Dan alasan mengapa Dagon percaya bahwa belum waktunya hanya karena dirinya saat ini masih kurang memiliki kualifikasi untuk menyentuh apa yang Dia inginkan agar dia capai.
Itu masuk akal. Karena ini adalah masalah yang bahkan membutuhkan bantuan Dewa, jelaslah bahwa itu tidak mungkin berada pada tingkat Peringkat Transenden yang saat ini dia miliki. Namun Peringkat Mitos benar-benar terlalu jauh dari Fisher. Satu-satunya makhluk yang saat ini memiliki kekuatan Spesies Mitos yang pernah dilihatnya dengan mata kepala sendiri seharusnya hanya ibu Jasmine, Xuan Can. Tentu saja, dia juga tidak dapat memastikan seberapa kuat Peringkat Mitos itu sebenarnya.
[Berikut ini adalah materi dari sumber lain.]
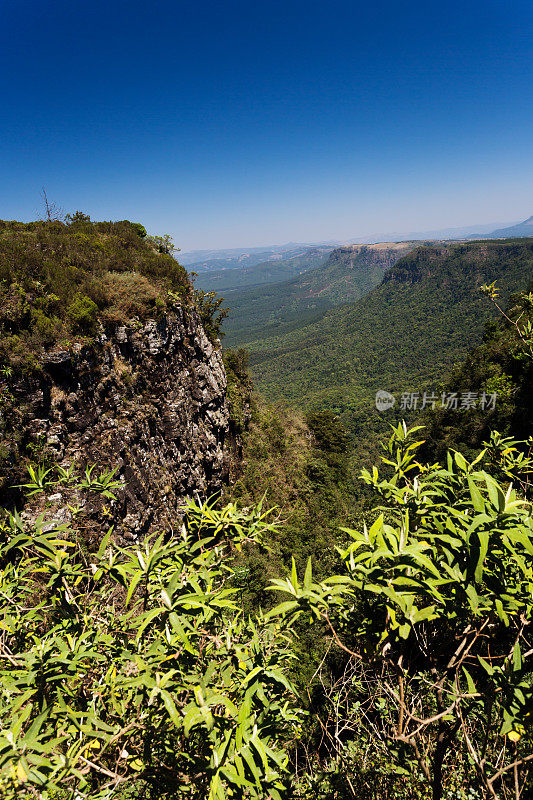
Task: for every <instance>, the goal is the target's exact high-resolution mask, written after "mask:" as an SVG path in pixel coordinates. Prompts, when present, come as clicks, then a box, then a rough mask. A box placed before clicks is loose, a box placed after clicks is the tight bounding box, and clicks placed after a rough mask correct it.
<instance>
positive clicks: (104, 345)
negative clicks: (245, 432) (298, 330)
mask: <svg viewBox="0 0 533 800" xmlns="http://www.w3.org/2000/svg"><path fill="white" fill-rule="evenodd" d="M172 249H173V247H172V245H171V241H170V240H169V238H168V237H150V236H147V234H146V231H145V229H144V228H143V226H142V225H139V224H135V223H131V222H128V221H122V222H114V223H107V222H104V223H100V222H96V223H93V222H91V220H90V219H89V217H87V216H86V215H84V214H81V213H77V214H75V215H73V216H71V217H69V218H68V219H67V223H65V224H64V223H52V224H50V225H48V224H46V223H42V222H37V223H27V224H26V223H16V222H14V223H10V222H8V223H2V222H0V437H1V442H0V504H2V505H4V506H7V507H14V506H17V505H18V506H20V504H21V503H22V501H23V493H22V492H21V491H20V489H17V484H22V483H24V482H25V481H27V475H26V468H27V467H28V466H33V468H34V469H36V470H40V473H39V474H41V475H43V474H45V473H46V469H48V468H50V467H52V466H54V468H56V467H58V466H59V467H62V468H63V469H66V468H70V467H72V465H75V467H76V471H77V473H78V475H79V474H80V472H81V473H83V471H84V470H85V469H86V468H87V466H90V465H94V473H93V474H94V475H98V474H99V473H100V472H102V471H103V470H111V469H116V474H115V479H116V480H117V481H119V482H120V486H119V487H116V488H113V495H115V497H112V496H110V495H108V496H107V497H105V496H102V495H101V494H100V495H98V493H96V492H95V493H94V494H95V495H98V496H96V497H95V499H94V503H93V501H92V500H91V501H89V502H86V503H85V505H84V506H83V508H82V509H81V516H80V519H82V520H83V521H82V523H81V525H82V528H84V531H85V535H86V538H88V539H98V538H101V536H102V535H103V533H104V532H105V531H106V530H107V528H109V527H110V526H113V527H114V531H115V536H116V537H117V538H118V539H119V540H120V539H123V540H124V541H128V540H141V539H142V538H144V537H145V536H146V535H148V534H151V533H154V532H156V531H161V532H165V533H168V534H169V535H172V532H173V531H174V530H175V529H176V527H177V526H178V524H179V523H180V520H181V513H180V507H181V505H182V503H183V500H184V499H185V498H186V497H193V498H194V497H197V498H200V499H203V498H208V497H210V496H211V495H213V494H214V493H216V492H217V491H218V490H219V489H220V488H221V486H222V484H223V483H224V481H225V480H226V478H227V474H228V460H229V459H228V457H227V455H226V451H227V450H229V449H230V448H229V446H228V444H229V443H228V444H226V442H227V440H228V438H229V436H230V430H229V412H228V401H227V397H226V394H227V383H226V373H225V370H224V366H223V363H222V357H221V352H220V347H219V346H218V345H217V344H213V342H215V341H217V340H216V336H217V331H218V324H219V322H220V319H221V317H222V316H223V315H222V314H220V315H219V317H218V318H217V317H216V311H217V309H218V306H219V303H220V301H214V300H213V299H212V298H208V301H205V302H204V296H203V294H202V293H200V292H196V291H195V290H194V287H193V286H192V285H191V282H190V280H189V276H188V275H187V272H186V271H185V270H184V268H183V267H182V266H181V265H180V264H179V263H178V262H177V261H176V260H175V259H174V258H173V257H172V255H171V252H172ZM51 474H55V473H51ZM56 483H57V482H56ZM73 485H74V484H73V483H72V486H73ZM72 486H71V484H70V482H69V480H66V481H63V482H61V481H59V483H58V484H57V485H56V484H55V483H53V482H52V481H50V480H48V479H46V481H45V484H43V485H41V486H40V491H38V492H35V493H34V494H33V496H32V497H31V499H30V501H29V503H27V504H26V505H25V513H27V514H29V515H31V516H32V517H33V518H35V517H36V515H38V514H39V513H40V512H44V514H45V517H44V518H45V519H50V518H52V517H53V518H55V519H58V518H59V519H65V520H67V519H69V518H70V516H72V514H75V513H77V511H76V509H77V505H78V504H79V502H81V499H80V497H78V496H76V492H75V490H74V489H73V488H72Z"/></svg>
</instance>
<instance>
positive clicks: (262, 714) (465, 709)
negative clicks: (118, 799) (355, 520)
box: [0, 418, 533, 800]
Sebelum memperoleh informasi lebih lanjut, setiap alur pemikiran akan menemui jalan buntu. Sebaiknya ia tidak membuat dugaan subjektif yang gegabah.
Setelah sampai pada kesimpulan, Fisher menggelengkan kepalanya dan berdiri. Namun, dari sudut matanya, tanpa sengaja ia melihat ruangan tempat Ilos beristirahat. Pada saat itu, ia seolah melihat sesuatu yang sulit dipercaya, bahkan menyebabkan ekspresinya menjadi aneh.
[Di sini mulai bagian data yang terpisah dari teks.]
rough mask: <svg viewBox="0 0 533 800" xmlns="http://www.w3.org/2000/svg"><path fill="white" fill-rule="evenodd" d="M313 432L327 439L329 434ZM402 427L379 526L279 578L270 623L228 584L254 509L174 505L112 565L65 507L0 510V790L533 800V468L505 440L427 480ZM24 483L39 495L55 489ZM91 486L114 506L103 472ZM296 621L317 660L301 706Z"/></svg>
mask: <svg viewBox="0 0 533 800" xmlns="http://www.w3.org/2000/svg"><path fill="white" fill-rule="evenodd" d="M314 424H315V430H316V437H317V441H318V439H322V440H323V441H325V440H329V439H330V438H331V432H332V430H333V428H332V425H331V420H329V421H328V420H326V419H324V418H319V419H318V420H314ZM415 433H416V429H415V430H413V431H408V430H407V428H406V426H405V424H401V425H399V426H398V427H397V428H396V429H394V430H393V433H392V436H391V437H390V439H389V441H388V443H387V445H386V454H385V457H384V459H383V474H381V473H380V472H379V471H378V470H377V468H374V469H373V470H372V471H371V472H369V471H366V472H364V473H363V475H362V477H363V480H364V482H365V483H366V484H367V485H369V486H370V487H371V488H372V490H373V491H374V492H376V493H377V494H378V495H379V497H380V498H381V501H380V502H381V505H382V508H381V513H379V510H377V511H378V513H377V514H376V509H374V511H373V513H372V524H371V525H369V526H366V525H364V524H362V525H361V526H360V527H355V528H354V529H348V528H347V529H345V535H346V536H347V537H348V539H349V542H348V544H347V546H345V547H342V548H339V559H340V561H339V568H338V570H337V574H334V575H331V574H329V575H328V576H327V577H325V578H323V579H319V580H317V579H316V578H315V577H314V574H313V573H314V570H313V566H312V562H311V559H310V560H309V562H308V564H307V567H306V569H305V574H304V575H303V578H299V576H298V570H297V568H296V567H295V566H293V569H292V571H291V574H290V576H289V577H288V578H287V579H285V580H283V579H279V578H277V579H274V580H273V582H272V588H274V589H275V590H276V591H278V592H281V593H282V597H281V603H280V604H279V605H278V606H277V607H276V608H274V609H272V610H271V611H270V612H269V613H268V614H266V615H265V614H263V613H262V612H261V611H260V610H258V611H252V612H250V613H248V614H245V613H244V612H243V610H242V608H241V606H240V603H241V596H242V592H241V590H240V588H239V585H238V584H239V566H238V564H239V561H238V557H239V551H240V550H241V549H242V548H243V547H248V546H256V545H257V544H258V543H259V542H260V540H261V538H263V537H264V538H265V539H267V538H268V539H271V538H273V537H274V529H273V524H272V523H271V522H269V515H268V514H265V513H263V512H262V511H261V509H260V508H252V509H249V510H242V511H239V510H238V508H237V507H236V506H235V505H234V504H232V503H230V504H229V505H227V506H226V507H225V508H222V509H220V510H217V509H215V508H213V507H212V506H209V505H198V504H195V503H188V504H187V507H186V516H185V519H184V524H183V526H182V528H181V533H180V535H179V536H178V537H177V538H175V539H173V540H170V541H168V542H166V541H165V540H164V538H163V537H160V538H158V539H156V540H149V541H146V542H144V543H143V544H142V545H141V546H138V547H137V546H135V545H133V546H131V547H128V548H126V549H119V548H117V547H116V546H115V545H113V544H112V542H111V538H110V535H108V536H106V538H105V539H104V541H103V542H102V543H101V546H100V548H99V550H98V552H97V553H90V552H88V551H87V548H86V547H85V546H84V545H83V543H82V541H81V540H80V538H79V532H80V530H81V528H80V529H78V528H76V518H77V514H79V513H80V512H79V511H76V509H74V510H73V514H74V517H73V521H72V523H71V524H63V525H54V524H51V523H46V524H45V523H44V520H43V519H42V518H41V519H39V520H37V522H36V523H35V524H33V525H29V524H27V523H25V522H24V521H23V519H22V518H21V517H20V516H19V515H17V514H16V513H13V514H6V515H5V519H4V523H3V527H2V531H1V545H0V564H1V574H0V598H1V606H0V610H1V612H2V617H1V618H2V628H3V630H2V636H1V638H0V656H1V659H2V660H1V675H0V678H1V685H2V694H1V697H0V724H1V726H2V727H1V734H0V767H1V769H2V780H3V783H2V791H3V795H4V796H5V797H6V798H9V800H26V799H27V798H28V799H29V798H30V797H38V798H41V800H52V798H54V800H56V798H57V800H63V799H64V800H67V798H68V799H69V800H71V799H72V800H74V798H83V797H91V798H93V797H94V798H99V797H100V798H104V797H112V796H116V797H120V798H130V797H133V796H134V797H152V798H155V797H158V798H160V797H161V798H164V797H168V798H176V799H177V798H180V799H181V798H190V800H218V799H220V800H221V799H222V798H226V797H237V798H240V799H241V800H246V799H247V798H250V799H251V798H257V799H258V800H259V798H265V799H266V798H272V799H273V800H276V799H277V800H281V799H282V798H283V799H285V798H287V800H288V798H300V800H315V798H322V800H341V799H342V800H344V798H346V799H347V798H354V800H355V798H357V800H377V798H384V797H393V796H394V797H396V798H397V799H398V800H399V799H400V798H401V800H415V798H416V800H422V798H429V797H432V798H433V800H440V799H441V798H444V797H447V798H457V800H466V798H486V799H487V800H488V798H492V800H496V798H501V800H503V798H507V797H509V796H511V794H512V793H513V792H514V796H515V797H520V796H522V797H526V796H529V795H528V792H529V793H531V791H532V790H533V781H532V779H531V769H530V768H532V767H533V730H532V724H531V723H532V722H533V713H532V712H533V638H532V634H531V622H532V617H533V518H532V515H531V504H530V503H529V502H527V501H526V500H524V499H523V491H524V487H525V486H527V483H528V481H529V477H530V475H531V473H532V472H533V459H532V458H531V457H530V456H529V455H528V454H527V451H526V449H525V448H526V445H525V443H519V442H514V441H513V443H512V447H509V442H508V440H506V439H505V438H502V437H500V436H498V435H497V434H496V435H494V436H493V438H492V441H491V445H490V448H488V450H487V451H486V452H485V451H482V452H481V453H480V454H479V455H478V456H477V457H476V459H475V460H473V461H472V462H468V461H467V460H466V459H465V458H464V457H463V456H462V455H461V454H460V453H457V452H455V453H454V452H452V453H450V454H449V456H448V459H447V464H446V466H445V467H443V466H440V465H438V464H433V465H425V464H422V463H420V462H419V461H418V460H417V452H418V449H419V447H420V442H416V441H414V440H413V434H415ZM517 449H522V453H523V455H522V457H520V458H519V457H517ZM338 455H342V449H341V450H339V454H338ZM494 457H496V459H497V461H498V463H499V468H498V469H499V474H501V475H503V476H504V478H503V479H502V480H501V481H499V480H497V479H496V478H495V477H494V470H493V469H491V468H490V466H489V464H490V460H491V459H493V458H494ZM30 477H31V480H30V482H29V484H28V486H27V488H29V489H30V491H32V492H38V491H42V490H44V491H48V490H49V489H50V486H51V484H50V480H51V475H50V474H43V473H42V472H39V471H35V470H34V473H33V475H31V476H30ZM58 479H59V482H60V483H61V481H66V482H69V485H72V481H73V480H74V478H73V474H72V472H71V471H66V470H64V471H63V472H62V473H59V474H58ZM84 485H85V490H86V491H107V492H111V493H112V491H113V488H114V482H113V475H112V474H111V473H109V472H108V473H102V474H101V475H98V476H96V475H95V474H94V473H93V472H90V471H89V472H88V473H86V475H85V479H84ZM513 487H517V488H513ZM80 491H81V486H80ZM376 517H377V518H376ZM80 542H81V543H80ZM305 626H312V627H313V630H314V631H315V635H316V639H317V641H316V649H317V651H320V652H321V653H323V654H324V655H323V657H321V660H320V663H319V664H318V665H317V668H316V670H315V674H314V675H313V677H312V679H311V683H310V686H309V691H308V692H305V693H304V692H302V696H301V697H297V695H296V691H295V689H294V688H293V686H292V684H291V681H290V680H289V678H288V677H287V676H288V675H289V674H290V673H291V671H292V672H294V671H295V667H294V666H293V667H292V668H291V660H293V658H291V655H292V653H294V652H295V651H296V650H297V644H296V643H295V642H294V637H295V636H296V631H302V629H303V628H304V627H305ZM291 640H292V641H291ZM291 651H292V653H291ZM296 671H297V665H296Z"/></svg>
“Ada apa? Kenapa ekspresimu tiba-tiba jadi aneh? Apa yang kau lihat… Astaga!”
Ekspresi Emhart, yang beberapa saat sebelumnya tampak penuh pertanyaan, berubah menjadi keheranan yang mencengangkan setelah melihat ke arah yang sama dengan Fisher. Ia bahkan tak kuasa menahan diri untuk mengumpat keras, menunjukkan kebingungan di dalam hatinya.
Karena pada saat ini juga, di dalam kabin kayu kecil di hadapan mereka, tubuh Ilos yang terbaring di dalamnya telah mengalami perubahan yang terlihat secara tak terduga dan aneh.
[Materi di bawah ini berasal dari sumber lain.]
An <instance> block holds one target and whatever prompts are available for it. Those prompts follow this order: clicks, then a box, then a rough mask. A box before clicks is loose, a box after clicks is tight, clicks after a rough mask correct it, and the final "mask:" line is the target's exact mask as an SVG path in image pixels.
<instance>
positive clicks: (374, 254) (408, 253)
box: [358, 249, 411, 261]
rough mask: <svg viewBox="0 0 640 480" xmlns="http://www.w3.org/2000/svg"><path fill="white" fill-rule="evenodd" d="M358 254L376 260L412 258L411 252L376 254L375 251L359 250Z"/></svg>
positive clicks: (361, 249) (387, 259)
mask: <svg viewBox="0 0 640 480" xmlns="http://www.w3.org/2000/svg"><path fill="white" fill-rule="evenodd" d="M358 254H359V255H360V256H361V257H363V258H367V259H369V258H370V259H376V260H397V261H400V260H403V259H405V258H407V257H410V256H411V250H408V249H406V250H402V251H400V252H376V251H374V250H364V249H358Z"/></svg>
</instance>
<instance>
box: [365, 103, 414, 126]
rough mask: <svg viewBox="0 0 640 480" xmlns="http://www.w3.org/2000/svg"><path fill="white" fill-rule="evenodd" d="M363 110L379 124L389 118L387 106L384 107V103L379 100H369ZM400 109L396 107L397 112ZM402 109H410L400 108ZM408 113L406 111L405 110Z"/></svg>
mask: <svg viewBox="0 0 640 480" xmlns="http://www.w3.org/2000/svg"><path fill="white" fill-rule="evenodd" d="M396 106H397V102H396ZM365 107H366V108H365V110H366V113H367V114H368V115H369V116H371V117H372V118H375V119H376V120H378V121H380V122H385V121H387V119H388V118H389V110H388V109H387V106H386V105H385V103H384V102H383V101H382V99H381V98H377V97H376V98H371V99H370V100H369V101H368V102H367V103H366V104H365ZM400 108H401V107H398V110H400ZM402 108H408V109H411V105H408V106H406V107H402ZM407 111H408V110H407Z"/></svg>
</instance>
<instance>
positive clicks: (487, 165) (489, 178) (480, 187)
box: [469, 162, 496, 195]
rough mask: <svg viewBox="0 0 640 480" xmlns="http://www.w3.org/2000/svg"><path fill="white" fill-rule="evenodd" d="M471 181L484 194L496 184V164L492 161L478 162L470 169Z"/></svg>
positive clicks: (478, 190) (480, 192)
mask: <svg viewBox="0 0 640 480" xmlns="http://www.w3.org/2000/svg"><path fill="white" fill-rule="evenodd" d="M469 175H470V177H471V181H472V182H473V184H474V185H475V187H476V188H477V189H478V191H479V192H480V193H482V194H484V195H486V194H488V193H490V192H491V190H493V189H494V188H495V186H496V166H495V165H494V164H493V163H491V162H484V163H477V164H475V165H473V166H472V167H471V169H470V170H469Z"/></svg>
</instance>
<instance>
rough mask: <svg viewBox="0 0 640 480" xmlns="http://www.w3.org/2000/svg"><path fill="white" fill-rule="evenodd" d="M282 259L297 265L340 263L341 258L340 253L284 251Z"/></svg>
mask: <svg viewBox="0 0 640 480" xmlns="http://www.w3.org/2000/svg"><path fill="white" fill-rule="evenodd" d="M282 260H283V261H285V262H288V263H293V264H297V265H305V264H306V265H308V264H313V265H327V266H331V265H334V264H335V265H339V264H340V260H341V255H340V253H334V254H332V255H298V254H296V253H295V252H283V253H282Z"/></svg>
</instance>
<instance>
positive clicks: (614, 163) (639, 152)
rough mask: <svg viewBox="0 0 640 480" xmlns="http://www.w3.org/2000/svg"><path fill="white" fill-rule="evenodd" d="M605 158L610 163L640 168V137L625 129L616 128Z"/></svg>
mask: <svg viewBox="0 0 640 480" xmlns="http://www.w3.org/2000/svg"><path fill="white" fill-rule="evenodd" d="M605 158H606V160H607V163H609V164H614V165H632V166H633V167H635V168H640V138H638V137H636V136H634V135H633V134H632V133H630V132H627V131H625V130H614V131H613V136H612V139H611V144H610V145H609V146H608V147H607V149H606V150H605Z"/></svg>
Ia melihat bahwa perut bagian bawahnya yang ramping, yang awalnya terbungkus jubah biarawati, sebenarnya sedikit menonjol, membentuk lekukan yang sangat jelas. Lebih ke atas, kelembutan di depan dadanya juga membesar. Adapun Suster Ilos sendiri, wajah kecilnya sedikit memerah dan alisnya berkerut, seolah-olah ia sedang bermimpi tentang suatu kejadian buruk selama tidurnya.
“Astaga… Fi-Fi-Fi… Fisher, beneran ada satu! Kau beneran punya anak!”
Wajahnya dipenuhi garis-garis hitam, Fisher membuka mulutnya. Untuk sesaat, ia terlalu terkejut hingga tak bisa berkata-kata. Alasannya tak lain adalah: skenario yang muncul di hadapannya saat ini terlalu keterlaluan, melampaui batas akal sehat dan pengalaman hidupnya selama 28 tahun.
Jadi… Ilos tidak berbohong padanya lagi?
Jadi… menyentuh telinganya benar-benar berujung pada kelahiran bayi?!
Tidak, tidak, tetapi setidaknya itu harus sesuai dengan prinsip-prinsip sains atau sihir, kan? Menghasilkan anak singa dari udara kosong seperti ini benar-benar mustahil!
Berdiri di ambang pintu, Fisher tampak agak bingung harus berbuat apa. Namun hatinya yakin bahwa Ilos sama sekali tidak mungkin hamil hanya karena tindakannya menyentuh telinga Ilos tadi. Di sampingnya, Emhart malah tampak menghela napas sedih dan menikmati kemalangan yang menimpanya.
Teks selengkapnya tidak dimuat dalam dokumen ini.